Friday Questions

Time for sunscreen and Friday Questions.

Bears, Beets, and Battlstar Galactica start us off.

This Friday Question is inspired by my recent YouTube viewing of successful and failed auditions for roles in The Office (US). 

I was amazed to see how, right from the audition, right from word one, Rainn Wilson had the whole character of Dwight Schrute down. Meanwhile, I've seen audition tapes of other actors who ultimately got the role and they didn't even seem like necessarily great actors in the audition, though they ultimately won the role and went on to be great in it. 

How do you know when an auditioning actor is right for the role? Is it all gut feeling, or are there boxes you check? 

There’s no checklist. It’s all subjective. You’re looking for certain qualities, you’re looking for something a little fresh, you’re trying to keep in mind the entire ensemble and how this actor will fit in, you’re looking for someone funny (if it’s a comedy), and yet all of that is thrown out the window if an actor comes in and does something completely different and unexpected and you say, “That’s the guy!”

There are times you know instantly if someone is right. Other times you’re not sure and need the actor to come back several times. Maybe he has certain qualities you like but needs adjustments to really hit the mark. Like I said, it’s really a big crap shoot.

And sometimes we make mistakes, which is why casting is so crucial — because everything else you can fix. You can rewrite scripts or digitally improve camera angles, but if the actor isn’t right you’re screwed.

Mike Doran wonders:

Lately, I'm hearing this old phrase more and more - and never correctly:

"If you think that things are as bad as they can get - then you've got another THINK coming!"

NOT "another thing coming".
"Another think coming."

Think first as a verb, then as a noun.
Because that's the only way it makes sense.

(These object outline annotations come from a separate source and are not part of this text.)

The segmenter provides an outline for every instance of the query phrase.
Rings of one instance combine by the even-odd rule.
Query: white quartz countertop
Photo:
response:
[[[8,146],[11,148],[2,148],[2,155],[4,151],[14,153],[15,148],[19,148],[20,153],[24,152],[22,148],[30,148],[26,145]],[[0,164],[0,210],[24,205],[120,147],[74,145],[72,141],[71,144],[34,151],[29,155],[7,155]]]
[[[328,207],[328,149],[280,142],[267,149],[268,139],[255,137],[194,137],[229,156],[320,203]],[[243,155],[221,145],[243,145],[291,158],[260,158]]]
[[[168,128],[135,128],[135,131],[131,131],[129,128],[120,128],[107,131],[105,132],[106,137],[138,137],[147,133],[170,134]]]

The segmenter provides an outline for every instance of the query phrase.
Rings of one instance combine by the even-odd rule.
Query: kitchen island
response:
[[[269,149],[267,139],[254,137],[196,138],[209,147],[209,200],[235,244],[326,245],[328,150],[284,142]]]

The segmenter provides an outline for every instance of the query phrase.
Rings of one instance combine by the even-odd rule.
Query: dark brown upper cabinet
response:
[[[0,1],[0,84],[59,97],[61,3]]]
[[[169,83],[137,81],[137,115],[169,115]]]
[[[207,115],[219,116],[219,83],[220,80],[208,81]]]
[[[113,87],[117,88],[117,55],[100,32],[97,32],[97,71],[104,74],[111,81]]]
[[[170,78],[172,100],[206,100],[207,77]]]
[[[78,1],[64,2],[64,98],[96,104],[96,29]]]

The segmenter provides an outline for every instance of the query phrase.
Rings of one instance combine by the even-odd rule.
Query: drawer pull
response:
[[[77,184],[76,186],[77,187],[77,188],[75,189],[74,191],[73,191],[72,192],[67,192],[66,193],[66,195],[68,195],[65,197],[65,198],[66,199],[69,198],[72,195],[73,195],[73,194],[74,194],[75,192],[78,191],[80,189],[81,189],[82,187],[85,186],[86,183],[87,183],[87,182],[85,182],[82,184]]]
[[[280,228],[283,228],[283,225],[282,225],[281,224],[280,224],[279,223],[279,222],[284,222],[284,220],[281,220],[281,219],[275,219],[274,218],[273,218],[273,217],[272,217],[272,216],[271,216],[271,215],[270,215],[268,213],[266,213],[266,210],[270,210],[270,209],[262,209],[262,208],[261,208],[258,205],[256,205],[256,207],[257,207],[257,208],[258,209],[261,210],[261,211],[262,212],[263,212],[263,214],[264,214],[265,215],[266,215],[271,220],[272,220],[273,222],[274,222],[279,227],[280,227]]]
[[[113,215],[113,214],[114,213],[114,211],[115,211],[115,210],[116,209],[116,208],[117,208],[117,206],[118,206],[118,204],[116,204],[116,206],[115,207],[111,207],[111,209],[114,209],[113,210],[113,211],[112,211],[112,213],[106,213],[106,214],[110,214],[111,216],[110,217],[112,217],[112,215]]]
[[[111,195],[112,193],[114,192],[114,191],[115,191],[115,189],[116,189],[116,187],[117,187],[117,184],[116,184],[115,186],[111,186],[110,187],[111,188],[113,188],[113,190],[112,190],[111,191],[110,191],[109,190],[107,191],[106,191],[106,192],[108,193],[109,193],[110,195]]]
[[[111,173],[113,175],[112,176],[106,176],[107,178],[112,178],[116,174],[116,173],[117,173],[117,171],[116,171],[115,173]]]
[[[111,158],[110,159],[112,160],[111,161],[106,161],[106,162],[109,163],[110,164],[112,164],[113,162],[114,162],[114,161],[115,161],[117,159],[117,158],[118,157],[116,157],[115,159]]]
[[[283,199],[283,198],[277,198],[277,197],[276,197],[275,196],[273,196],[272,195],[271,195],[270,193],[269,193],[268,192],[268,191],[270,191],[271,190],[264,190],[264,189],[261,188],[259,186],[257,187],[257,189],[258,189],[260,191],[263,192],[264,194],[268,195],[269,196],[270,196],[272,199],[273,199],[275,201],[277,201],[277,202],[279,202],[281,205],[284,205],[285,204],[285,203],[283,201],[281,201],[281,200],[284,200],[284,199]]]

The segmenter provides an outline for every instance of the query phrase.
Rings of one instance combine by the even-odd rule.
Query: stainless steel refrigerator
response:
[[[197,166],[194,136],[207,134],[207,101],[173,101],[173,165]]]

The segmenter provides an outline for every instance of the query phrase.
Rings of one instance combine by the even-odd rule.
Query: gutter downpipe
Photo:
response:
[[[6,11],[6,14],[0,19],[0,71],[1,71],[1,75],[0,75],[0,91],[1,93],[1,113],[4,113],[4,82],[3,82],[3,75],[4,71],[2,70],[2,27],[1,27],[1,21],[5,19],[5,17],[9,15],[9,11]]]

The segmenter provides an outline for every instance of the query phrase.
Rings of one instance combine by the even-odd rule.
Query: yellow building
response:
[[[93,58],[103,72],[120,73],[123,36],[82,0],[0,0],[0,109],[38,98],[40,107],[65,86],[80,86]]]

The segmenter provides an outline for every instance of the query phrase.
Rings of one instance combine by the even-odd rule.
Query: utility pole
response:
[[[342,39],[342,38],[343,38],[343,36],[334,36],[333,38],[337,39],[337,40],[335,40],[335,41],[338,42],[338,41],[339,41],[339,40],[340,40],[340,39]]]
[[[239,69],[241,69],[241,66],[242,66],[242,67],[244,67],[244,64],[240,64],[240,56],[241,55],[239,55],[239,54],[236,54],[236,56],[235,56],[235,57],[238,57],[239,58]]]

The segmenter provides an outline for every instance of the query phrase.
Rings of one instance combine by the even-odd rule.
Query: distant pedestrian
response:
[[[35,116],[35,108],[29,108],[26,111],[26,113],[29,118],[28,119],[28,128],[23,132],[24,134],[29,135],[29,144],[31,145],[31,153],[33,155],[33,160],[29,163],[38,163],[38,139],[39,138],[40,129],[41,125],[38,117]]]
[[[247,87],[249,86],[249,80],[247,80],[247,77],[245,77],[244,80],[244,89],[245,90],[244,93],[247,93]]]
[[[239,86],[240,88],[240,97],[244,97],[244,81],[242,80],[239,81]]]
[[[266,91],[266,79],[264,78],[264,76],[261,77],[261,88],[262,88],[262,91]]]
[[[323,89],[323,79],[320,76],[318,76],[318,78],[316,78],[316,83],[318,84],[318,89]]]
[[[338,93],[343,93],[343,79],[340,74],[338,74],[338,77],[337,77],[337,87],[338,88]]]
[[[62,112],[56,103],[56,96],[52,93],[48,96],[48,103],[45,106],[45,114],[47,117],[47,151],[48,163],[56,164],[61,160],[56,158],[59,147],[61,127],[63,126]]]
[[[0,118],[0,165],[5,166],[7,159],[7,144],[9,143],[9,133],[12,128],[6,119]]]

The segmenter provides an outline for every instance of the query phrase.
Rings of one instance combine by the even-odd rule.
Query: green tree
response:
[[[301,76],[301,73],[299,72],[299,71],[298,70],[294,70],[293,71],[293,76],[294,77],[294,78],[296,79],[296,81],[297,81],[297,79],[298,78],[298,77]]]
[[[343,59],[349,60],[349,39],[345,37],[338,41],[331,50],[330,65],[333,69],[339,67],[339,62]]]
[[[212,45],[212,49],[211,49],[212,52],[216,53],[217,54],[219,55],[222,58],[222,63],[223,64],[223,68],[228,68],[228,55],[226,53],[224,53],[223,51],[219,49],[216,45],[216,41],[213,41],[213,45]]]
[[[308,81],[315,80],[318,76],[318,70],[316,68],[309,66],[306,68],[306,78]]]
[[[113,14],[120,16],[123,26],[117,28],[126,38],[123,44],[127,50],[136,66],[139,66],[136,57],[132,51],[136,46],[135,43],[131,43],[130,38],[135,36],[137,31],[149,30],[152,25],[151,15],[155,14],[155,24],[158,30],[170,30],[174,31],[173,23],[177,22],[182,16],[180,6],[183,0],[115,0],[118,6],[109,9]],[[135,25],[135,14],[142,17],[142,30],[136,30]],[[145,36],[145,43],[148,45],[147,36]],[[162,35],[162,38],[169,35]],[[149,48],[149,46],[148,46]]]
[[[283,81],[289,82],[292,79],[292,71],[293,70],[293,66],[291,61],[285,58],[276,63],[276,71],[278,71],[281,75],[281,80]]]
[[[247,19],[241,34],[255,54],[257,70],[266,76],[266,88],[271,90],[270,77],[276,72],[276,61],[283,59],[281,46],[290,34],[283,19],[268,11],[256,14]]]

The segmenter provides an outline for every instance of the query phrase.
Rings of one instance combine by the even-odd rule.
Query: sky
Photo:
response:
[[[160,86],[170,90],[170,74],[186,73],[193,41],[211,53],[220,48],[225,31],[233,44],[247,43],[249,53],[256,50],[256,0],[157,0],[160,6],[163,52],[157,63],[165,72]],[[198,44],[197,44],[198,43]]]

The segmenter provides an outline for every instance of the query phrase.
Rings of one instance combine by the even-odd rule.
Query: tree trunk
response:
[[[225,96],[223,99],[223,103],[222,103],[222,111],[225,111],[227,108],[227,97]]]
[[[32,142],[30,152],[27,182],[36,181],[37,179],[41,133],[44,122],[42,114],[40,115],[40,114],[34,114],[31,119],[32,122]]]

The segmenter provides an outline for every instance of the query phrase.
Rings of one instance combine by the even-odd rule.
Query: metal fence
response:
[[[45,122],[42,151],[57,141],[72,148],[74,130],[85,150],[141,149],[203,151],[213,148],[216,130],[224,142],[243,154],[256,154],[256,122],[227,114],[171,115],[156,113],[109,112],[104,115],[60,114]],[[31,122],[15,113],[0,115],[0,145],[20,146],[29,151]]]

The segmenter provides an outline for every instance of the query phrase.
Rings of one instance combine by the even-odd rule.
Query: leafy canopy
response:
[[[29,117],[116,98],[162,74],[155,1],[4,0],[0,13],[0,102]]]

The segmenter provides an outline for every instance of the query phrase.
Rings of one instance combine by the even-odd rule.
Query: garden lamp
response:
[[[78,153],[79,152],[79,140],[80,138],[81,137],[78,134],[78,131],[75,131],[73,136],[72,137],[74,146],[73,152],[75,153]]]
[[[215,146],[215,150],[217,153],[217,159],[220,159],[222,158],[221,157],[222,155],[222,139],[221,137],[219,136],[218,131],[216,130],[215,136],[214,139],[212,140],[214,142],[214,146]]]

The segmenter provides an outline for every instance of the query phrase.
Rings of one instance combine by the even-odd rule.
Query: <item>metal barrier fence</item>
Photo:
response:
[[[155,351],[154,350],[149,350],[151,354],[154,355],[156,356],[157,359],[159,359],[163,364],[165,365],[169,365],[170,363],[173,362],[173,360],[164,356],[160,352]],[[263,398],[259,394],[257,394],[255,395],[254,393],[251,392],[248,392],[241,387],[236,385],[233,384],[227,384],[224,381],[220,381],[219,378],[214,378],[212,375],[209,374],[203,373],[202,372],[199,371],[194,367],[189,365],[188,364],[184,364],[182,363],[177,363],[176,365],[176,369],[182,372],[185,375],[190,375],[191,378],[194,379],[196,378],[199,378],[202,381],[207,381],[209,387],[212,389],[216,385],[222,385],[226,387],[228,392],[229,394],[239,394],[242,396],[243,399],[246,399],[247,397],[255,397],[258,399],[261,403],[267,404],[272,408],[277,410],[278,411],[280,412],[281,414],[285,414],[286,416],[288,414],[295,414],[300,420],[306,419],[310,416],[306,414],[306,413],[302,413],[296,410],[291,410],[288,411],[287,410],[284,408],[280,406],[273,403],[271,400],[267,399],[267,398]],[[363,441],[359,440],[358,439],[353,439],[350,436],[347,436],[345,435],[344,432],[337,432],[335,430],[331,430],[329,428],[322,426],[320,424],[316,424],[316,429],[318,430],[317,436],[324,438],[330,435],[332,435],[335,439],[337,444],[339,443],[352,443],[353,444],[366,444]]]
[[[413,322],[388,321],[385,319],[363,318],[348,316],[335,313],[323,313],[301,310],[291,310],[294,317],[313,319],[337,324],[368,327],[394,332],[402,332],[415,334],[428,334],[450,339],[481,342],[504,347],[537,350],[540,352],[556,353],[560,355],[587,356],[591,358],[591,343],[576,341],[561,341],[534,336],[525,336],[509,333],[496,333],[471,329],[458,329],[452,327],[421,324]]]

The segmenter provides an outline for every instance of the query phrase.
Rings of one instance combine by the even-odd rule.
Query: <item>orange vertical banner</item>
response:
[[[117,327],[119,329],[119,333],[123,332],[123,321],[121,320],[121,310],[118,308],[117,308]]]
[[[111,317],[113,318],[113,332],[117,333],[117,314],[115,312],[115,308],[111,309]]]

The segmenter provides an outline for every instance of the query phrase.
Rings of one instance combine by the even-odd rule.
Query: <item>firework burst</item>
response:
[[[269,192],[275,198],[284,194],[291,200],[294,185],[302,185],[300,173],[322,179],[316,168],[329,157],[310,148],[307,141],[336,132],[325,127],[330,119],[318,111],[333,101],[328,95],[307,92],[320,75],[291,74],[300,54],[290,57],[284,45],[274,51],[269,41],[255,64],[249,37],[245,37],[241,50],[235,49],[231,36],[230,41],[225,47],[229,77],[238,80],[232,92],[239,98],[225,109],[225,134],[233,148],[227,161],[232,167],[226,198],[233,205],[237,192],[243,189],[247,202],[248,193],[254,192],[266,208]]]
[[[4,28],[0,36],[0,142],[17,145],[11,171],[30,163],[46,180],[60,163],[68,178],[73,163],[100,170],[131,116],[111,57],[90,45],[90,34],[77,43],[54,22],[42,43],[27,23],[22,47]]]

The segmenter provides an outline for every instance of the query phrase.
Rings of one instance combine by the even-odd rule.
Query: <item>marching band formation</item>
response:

It's been driving me nuts for years.
Just had to say so.

Well, Mike, I hate to tell you, but I’ve always heard the expression as “Another THINK coming.” Grammatically it might be wrong, and I don’t know the derivation, but that’s the way people say it.

The expression that drives me insane is when a baseball player leaps in the air to try to catch a ball, most announcers will say he “Left his feet.” He didn’t leave his feet. He left the ground.

This is why I need to be the Commissioner of Baseball so I can correct egregious wrongs like that.

From PodFan:

Who are the people you thank at the end of the podcast each week and what are you thanking them for? The mysterious Adam and Susie Meister-Butler and so forth.

My podcast is on the Wave Podcast Network. That’s Adam & Susie Meister’s company, and I couldn’t be in better hands.

Howard Hoffman provided the opening theme and did all the graphics for me.

Jon Wolfert is the president of JAM Creative Productions. He graciously made my singing jingles.

And Bruce & Jason Miller chipped in my bumper music.

Yes, it takes a village. I happen to have a great village.

Chris asks:

How about a Friday question about Friday Questions? Have you ever considered recording Friday Questions as a weekly “bonus mini episode” for your wildly entertaining podcast “Hollywood and Levine”? I think for some questions hearing the answer from you directly could provide additional insight.

I’ve answered a few from time to time, but that’s a good suggestion. I don't want to do bonus episodes per se, but will consider devoting an entire episode to FQ's.  

Now if I could just get Alex Trebek to ask the questions.